Nel 1682 Sabine De Barra, che lavora come paesaggista nei giardini e nelle campagne francesi, riceve un invito inatteso dall’artista di corte del Re Sole, André Le Notre: realizzare uno dei giardini principali del nuovo Palazzo di Versailles. Nel periodo concessole per costruire la sala da ballo all’aperto di Rockwork Grove, Sabine ha modo di sperimentare e conoscere da vicino le piccole e grandi rivalità di corte e di addentrarsi nell’intricata rete di regole ed etichette. Mentre tenta di fare i conti con una tragedia che riemerge prepotentemente dal passato, la donna riesce a superare le barriere sociali e a entrare addirittura in contatto con il Re, mentre il rapporto personale con André le regalerà comprensione, creatività e appagamento.

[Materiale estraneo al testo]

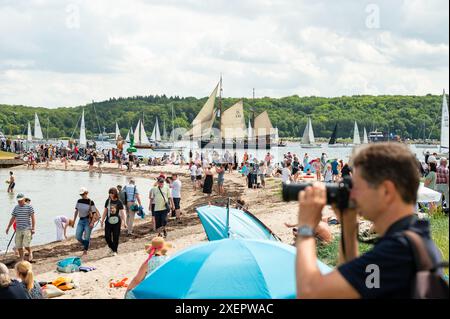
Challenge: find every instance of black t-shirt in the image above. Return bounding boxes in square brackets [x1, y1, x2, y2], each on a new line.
[338, 216, 442, 299]
[105, 198, 124, 221]
[341, 165, 352, 177]
[0, 280, 31, 299]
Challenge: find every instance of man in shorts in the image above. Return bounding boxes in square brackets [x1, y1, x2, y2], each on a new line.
[6, 193, 36, 262]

Una volta lo si sarebbe definito un “film per signore”, che non costituisce una categoria estetica, ma serve per far capire tono e ambientazione, stile e atmosfere. Di impianto teatrale, interpretato da un ottimo cast di attori di lingua inglese impegnati a vestire nella maniera più credibile possibile i panni di personaggi francesi alla corte di Re Sole, l’opera seconda di   Alan Rickman è un piccolo film che ricostruisce Versailles in Inghilterra e che attorno alla figura di una talentuosa donna architetto, pronta a rinunciare ad eleganti corsetti e a sporcarsi le mani con il proprio lavoro, orchestra un dramma sociale che parla di riscatto, creatività e affermazione. Nobile d’animo e pura di cuore, Sabine riuscirà a far breccia nel cuore del Re Sole, stanco – secondo la versione di Rickman che lo interpreta – delle ipocrisie e delle meschinità della blasonata aristocrazia di corte. Gli sforzi della donna di affermarsi professionalmente animano la parte più interessante del film, mentre i suoi fantasmi del passato costituiscono un’inutile sottotesto e stridono con la leggerezza che il regista vorrebbe imprimere all’intera storia.